2006 HSR&D National Meeting Abstract
1054 — Using Quality-Adjusted Life-Years (QALYs) to Measure Quality of Care in Diabetes
Vijan S (Ann Arbor VA HSR&D)
Schmittdiel J (Kaiser Permanente Northern California)
Fireman B (Kaiser Permanente Northern California)
Elston-Lafata J (Henry Ford Health System)
Oestreicher N (Kaiser Permanente Northern California)
Selby JV (Kaiser Permanente Northern California)
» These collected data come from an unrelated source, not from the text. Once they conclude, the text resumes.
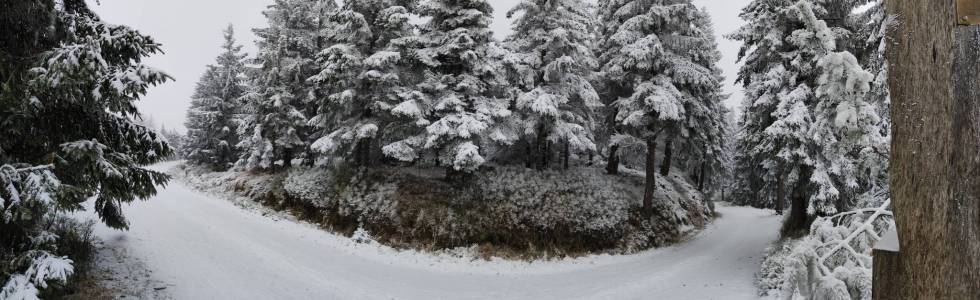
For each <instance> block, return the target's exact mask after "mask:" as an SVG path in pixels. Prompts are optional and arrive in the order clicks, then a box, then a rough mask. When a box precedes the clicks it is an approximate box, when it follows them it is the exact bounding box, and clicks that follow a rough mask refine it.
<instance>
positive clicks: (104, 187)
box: [0, 0, 171, 299]
mask: <svg viewBox="0 0 980 300" xmlns="http://www.w3.org/2000/svg"><path fill="white" fill-rule="evenodd" d="M2 6H3V9H0V28H3V30H0V124H2V125H0V136H2V137H3V138H0V285H2V289H0V299H37V298H38V297H39V296H41V295H48V294H47V293H48V291H50V290H51V289H52V288H53V287H57V286H60V285H63V284H64V283H65V282H66V281H67V280H68V277H70V276H71V275H72V273H73V272H74V261H73V259H72V258H71V255H75V254H78V253H70V251H72V249H69V248H65V247H59V246H58V245H59V244H63V243H65V242H70V241H68V240H67V239H70V238H71V237H70V235H71V234H70V230H75V231H79V230H81V227H79V226H80V225H78V224H76V223H74V222H75V221H73V219H71V218H69V217H67V213H68V212H72V211H77V210H81V209H83V208H82V206H81V204H82V203H83V202H85V201H87V200H89V199H93V198H94V200H93V201H94V210H95V212H96V213H97V214H98V215H99V216H100V217H101V219H102V221H104V222H105V223H106V224H107V225H108V226H110V227H113V228H120V229H123V228H126V227H127V224H128V223H127V220H126V219H125V218H124V217H123V215H122V207H121V206H122V205H123V204H125V203H130V202H132V201H134V200H136V199H146V198H148V197H150V196H152V195H154V194H155V193H156V191H157V190H156V186H157V185H161V184H165V183H166V182H167V180H168V179H169V178H168V177H167V176H166V175H164V174H162V173H159V172H155V171H152V170H148V169H145V168H143V167H142V166H144V165H147V164H151V163H154V162H157V161H159V160H160V158H161V157H164V156H167V155H170V153H171V150H170V148H169V147H168V145H167V144H166V143H165V142H163V141H162V139H160V137H159V136H158V135H157V134H156V133H154V132H153V131H152V130H150V129H147V128H146V127H144V126H141V125H138V124H137V121H136V119H138V118H139V112H138V111H137V109H136V107H135V105H134V102H135V101H137V100H138V99H139V97H141V96H142V95H144V94H145V92H146V90H147V88H148V87H150V86H152V85H156V84H159V83H162V82H164V81H166V80H168V79H169V77H168V76H167V75H165V74H164V73H162V72H160V71H157V70H155V69H152V68H150V67H147V66H145V65H143V64H142V63H141V60H142V59H143V58H144V57H147V56H149V55H151V54H154V53H157V52H159V50H160V46H159V44H157V43H156V42H154V41H153V39H151V38H150V37H148V36H144V35H142V34H140V33H138V32H136V31H134V30H132V29H130V28H128V27H125V26H119V25H108V24H106V23H103V22H102V21H101V20H100V19H99V18H98V17H97V16H96V15H95V14H94V13H93V12H91V11H90V10H89V9H88V8H87V6H86V4H85V2H84V1H80V0H76V1H70V0H66V1H46V0H34V1H14V2H9V3H4V4H3V5H2ZM65 228H68V230H66V229H65ZM82 242H87V241H82Z"/></svg>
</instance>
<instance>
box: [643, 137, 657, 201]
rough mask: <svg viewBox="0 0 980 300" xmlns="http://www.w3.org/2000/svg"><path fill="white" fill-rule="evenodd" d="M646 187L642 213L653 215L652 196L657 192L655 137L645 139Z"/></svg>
mask: <svg viewBox="0 0 980 300" xmlns="http://www.w3.org/2000/svg"><path fill="white" fill-rule="evenodd" d="M646 173H647V174H646V185H645V191H644V193H643V213H644V214H645V215H646V216H647V217H649V216H652V215H653V195H654V192H656V191H657V137H656V136H651V137H648V138H647V158H646Z"/></svg>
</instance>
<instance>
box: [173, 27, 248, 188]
mask: <svg viewBox="0 0 980 300" xmlns="http://www.w3.org/2000/svg"><path fill="white" fill-rule="evenodd" d="M224 38H225V43H224V45H223V46H222V49H223V50H224V52H222V53H221V55H219V56H218V59H217V65H209V66H208V67H207V70H206V71H205V73H204V75H203V76H201V79H200V80H199V81H198V83H197V88H196V89H195V91H194V96H193V97H192V99H191V107H190V109H188V111H187V122H186V126H187V140H186V141H185V145H184V148H183V149H182V151H183V156H184V157H185V158H187V159H188V160H190V161H192V162H195V163H198V164H207V165H210V166H212V167H214V168H216V169H219V170H223V169H227V168H229V167H231V166H232V165H233V164H234V163H235V162H236V161H238V152H237V149H236V148H235V146H236V145H237V144H238V133H237V131H236V129H237V127H238V126H237V122H236V120H235V118H236V117H237V116H236V114H237V113H238V108H239V107H240V101H241V97H242V96H243V95H244V94H245V89H246V88H247V87H246V86H245V61H244V60H245V54H242V53H241V49H242V46H241V45H236V44H235V39H234V31H233V29H232V27H231V25H229V26H228V29H227V30H225V35H224Z"/></svg>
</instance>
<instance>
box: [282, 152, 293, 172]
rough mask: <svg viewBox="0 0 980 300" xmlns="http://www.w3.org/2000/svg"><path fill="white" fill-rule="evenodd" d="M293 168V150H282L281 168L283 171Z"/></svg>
mask: <svg viewBox="0 0 980 300" xmlns="http://www.w3.org/2000/svg"><path fill="white" fill-rule="evenodd" d="M292 166H293V149H292V148H288V149H283V150H282V167H283V168H284V169H289V168H290V167H292Z"/></svg>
Profiling of intermediate outcomes such as blood pressure, cholesterol, and blood glucose is used to measure quality of care in diabetes. However, these measures lack means of aggregation or weighting of importance based on clinical benefit. We therefore sought to evaluate the utility of QALYs as an aggregate quality of care indicator, and to develop a decision tool that could be used to predict QALYs, to profile facilities using a single outcome measure, and to estimate potential improvements in QALYs based upon improving intermediate outcomes.
We used a previously developed Markov model to simulate expected QALYs using 2003 data from a registry of 185,006 patients with diabetes. The Markov model incorporated age, blood pressure (BP), LDL-C, A1C, and diabetes comorbidities as inputs, and considered simultaneous endpoints and combinations of risk factors. These simulated QALYs were used as the dependent variable in multivariate linear regressions to compare 16 facilities and examine the relative impact of improvements in BP, LDL-C, and A1C after adjusting for patient characteristics.
Average adjusted QALYs differed by up to 15% (p<.0001) among facilities. This variation was entirely explained by differences in BP, LDL-C, and A1C control. BP improvements were associated with the greatest increase in predicted QALYs, followed by improvements in LDL-C and A1C. Rankings based on each intermediate outcome were inconsistent and did not fully agree with QALY measures due to differences in comorbidities and the patterns of risk factors.
QALYs may be a useful way for expressing differences in quality of diabetes care among populations. Improvements in blood pressure control yield greater expected QALY gains than improvements in LDL-C or A1C levels. Use of QALYs provides a single metric that can account for baseline comorbidities across populations and provides a measure of quality of care that is appropriately weighted to the degree of benefit achieved by different interventions.
Decision tools developed from this regression model can assist health plan policy makers in determining the effects of clinical marker improvements in target populations, and allow them to take into account variances in patient baseline characteristics and QALY expectations across groups.